Best practices
Introduction
Apache Hop gives you a large amount of freedom when deciding how to do the things you want to do. This freedom means you can be creative and productive in arriving at the desired outcome. So please consider the advice given on this page as tips or free advice to be taken or rejected for a particular situation. Only you can decide what the advice is worth.
Naming
Naming conventions
As your project grows, the importance of keeping things organized grows. A clearly organized project makes it easier to find the workflows, pipelines and other project artefacts, and makes your project easier to maintain overall.
Your naming convention should not only cover all aspects of your projects. For Apache Hop, that means conventions for your workflows, pipelines, transforms, actions and metadata items. There’s more to your project than just Apache Hop, and other areas of your project are no exception. Input and output files, database tables etc will be a lot easier to manage if named clearly, cleanly and consistently.
For larger projects, a formal naming conventions document helps to centrally manage the naming conventions, and helps to avoid confusion when different team members use their own naming conventions interchangeably.
A naming convention should be maintained, updated, enforced and verified periodically. Automated naming convention checks (e.g. through scripts in commit hooks) could be considered to automate the validation of your naming conventions.
Transform and action names
Clearly named transforms and actions make your pipelines and workflows a lot easier to understand.

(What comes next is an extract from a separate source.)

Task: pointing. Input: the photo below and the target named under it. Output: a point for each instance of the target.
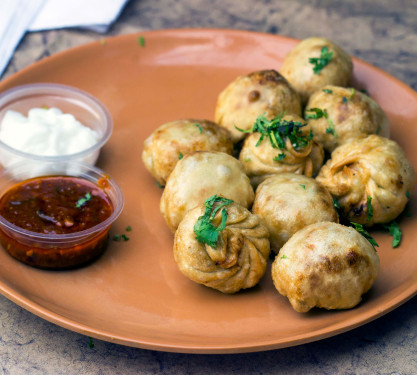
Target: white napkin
(19, 16)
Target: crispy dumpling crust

The default action and transform names use the action or transform name. This makes it easy to understand what the transform does, but tell you nothing about the purpose it has in your workflow or pipeline.
Filter rows
(or god forbid, Filter rows 2 2
or similar names you get after copy/pasting transforms) doesn’t tell you anything. A short but concise transform name like start_date < today
tells you exactly what is going on in a filter transform.
For example, for input and output files, you could use the filename you’re reading from or writing to.
You can use (copy/paste) any unicode character in the name of a transform or action and even newlines are allowed. |
Metadata
Metadata item names like relational database connections should immediately tell you what data they contain or what their purpose is.
Metadata item names shouldn’t contain technical or environment details.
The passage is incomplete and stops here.